1. Praktek nominee dengan membuat perjanjian nominee saham telah tumbuh dan berkembang dalam dunia investasi terutama para investor yang mendirikan PT. PMA. Dalam UUPT tidak ada pengaturan dan pelarangan secara jelas dan tegas mengenai nominee dan perjanjian nominee saham. Kekosongan norma inilah yang menjadi celah penggunaan nominee saham dengan membuat perjanjian nominee saham karena untuk memenuhi syarat berdirinya PT. UUPT mensyaratkan bahwa PT didirikan oleh 2 (dua) orang atau lebih. Perjanjian nominee saham yang dibuat oleh para pihak tidak mempunyai kekuatan hukum dan batal demi hukum. Dimana perjanjian nominee saham tidak memenuhi syarat sahnya perjanjian dan melanggar UUPM. Perjanjian nominee saham hanya bisa terus hidup sebagai perikatan alamiah apabila kedua belah pihak terus menerus beritikad baik dan memenuhi hak dan kewajiban masing-masing pihak secara sukarela.

2. Akibat hukum dari PT. PMA yang meggunakan perjanjian nominee saham adalah PT.PMA tersebut tetap sah dan mempunyai kekuatan hukum, karena syarat-syarat normatif dalam pendirian PT. PMA terpenuhi, meskipun

perjanjian nominee saham yang dibuat oleh para pihak dinyatakan batal demi hukum.

5.2 Saran

Penelitian ini sebagaimana diharapkan, yaitu dapat bermanfaat baik secara teoritis maupun praktis. Secara praktis yang merupakan kristialisasi dari isi penelitian ini adalah untuk memberikan sumbangan pemikiran yakni :

1. Bagi para investor terutama investor asing sebelum berinvestasi di Indonesia sebaiknya memahami peraturan perundang – undangan yang ada supaya dalam berinvestasi mendapatkan kepastian hukum. Bagi masyarakat yang ditunjuk sebagai nominee supaya hati – hati dan sebaiknya menanyakan segala sesuatu yang akan dilakukan oleh beneficiary berkaitan dengan pengelolaan perusahaan. Bagi pembuat undang – undang dan pemerintah agar dalam UUPT diatur jelas dan tegas pelarangan nominee saham dengan membuat perjanjian nominee saham seperti dalam UUPM. Praktek nominee saham akan menjadi lebih efisien apabila diperbolehkan pelaksanaanya, namun diperlukan batasan - batasan dan sanksi yang tegas serta perubahan konsep kepemilikan saham dalam UUPT. Dimana konsep kepemilikan saham dalam UUPT saat ini dominium plenum menjadi dapat dibagi antara kepemilikan manfaat dan kepemilikan terdaftar. Namun demikian tetap dengan pembatasan – pembatasan dan sanksi yang tegas, serta perlu adanya pengawasan terhadap praktek nominee saham dari Departemen Hukum dan Hak Asasi Manusia dengan mendaftarkan perjanjian nominee saham.
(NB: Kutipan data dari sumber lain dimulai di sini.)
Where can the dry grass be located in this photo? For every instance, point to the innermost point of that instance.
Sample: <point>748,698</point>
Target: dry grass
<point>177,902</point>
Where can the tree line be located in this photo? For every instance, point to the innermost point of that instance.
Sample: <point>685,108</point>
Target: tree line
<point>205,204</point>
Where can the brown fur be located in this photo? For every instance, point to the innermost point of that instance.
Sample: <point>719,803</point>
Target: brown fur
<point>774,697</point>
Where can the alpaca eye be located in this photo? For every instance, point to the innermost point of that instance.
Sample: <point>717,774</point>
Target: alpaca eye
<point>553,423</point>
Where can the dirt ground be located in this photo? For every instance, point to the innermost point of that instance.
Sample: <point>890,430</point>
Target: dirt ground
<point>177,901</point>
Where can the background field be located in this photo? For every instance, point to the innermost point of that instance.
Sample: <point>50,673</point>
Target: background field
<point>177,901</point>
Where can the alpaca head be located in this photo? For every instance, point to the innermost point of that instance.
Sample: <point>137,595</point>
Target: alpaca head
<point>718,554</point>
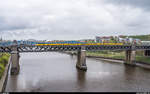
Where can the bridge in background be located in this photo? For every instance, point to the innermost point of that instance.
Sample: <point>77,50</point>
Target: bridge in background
<point>14,49</point>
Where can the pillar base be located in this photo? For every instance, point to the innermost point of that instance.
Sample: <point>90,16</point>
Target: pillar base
<point>15,71</point>
<point>130,63</point>
<point>84,68</point>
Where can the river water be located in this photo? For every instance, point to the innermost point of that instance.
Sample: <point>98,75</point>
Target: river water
<point>56,72</point>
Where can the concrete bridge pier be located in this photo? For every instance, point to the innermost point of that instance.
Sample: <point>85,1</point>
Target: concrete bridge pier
<point>147,53</point>
<point>130,57</point>
<point>81,59</point>
<point>15,67</point>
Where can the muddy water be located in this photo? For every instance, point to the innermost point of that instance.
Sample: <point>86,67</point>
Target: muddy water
<point>56,72</point>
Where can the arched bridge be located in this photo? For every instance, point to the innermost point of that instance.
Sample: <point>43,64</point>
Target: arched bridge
<point>15,49</point>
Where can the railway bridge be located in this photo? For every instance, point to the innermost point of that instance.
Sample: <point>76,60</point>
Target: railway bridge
<point>15,49</point>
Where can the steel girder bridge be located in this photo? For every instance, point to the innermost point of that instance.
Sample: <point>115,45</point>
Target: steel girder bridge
<point>15,49</point>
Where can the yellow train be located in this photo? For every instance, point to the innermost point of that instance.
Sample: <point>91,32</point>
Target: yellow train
<point>80,44</point>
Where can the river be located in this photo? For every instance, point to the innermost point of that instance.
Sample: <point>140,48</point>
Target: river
<point>56,72</point>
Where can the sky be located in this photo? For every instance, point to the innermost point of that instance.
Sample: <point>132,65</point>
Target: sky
<point>73,19</point>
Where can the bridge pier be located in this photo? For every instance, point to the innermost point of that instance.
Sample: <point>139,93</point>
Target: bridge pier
<point>15,67</point>
<point>81,59</point>
<point>147,53</point>
<point>130,57</point>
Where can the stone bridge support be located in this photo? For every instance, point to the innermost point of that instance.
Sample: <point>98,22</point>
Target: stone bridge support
<point>147,53</point>
<point>15,68</point>
<point>81,59</point>
<point>130,57</point>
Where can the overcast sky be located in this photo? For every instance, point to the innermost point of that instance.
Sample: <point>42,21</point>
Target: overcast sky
<point>73,19</point>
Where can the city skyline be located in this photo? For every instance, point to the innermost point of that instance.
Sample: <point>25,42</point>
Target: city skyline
<point>72,19</point>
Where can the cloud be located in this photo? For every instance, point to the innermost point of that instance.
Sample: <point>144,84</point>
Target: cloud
<point>70,19</point>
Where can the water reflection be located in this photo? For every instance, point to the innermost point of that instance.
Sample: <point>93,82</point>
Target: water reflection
<point>52,72</point>
<point>81,78</point>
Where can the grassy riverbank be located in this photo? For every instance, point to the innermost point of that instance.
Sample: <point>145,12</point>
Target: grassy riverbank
<point>3,62</point>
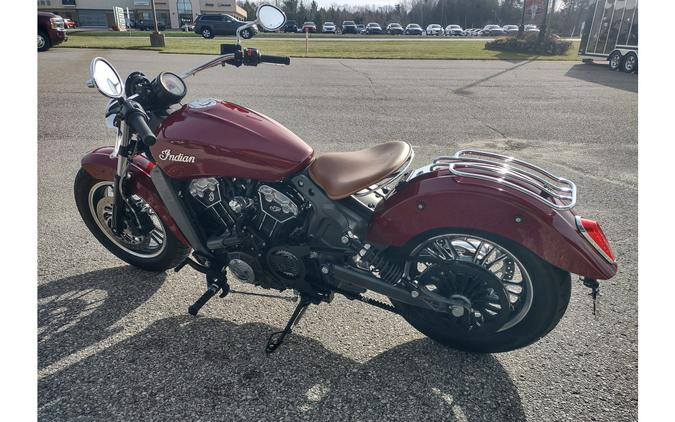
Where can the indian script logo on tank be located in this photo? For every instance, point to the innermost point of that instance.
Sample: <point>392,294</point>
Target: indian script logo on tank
<point>166,155</point>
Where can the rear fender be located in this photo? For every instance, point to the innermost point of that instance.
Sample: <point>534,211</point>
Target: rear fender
<point>99,165</point>
<point>439,200</point>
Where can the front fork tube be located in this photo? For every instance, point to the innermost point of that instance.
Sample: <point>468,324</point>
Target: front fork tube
<point>121,144</point>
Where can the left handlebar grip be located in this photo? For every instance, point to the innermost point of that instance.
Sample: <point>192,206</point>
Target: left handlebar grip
<point>136,120</point>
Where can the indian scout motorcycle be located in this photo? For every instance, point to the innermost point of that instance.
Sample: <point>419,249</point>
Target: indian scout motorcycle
<point>475,250</point>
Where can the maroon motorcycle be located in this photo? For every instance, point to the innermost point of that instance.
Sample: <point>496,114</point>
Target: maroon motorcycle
<point>475,250</point>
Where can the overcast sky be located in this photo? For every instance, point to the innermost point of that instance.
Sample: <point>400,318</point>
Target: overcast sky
<point>328,3</point>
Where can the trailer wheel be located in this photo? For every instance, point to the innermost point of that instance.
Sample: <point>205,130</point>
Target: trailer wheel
<point>615,60</point>
<point>629,63</point>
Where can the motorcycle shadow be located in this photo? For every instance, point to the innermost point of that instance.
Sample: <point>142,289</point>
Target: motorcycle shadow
<point>76,312</point>
<point>186,368</point>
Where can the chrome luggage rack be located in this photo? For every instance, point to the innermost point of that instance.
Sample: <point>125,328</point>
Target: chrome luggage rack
<point>556,192</point>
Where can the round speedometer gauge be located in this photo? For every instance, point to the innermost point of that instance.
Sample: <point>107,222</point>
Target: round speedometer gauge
<point>172,83</point>
<point>167,89</point>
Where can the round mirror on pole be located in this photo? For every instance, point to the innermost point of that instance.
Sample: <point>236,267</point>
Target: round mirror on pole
<point>270,17</point>
<point>106,79</point>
2. Bagi penegak hukum seperti notaris dan konsultant hukum agar memberikan penyuluhan hukum sebelum membuat akta yang dikehendaki oleh para pihak, karena terjadinya perjanjian nominee dibuat oleh notaris atau konsultant hukum dan tidak ada alasan dibuat perjanjian tersebut karena tidak mengetahui undang - undangnya.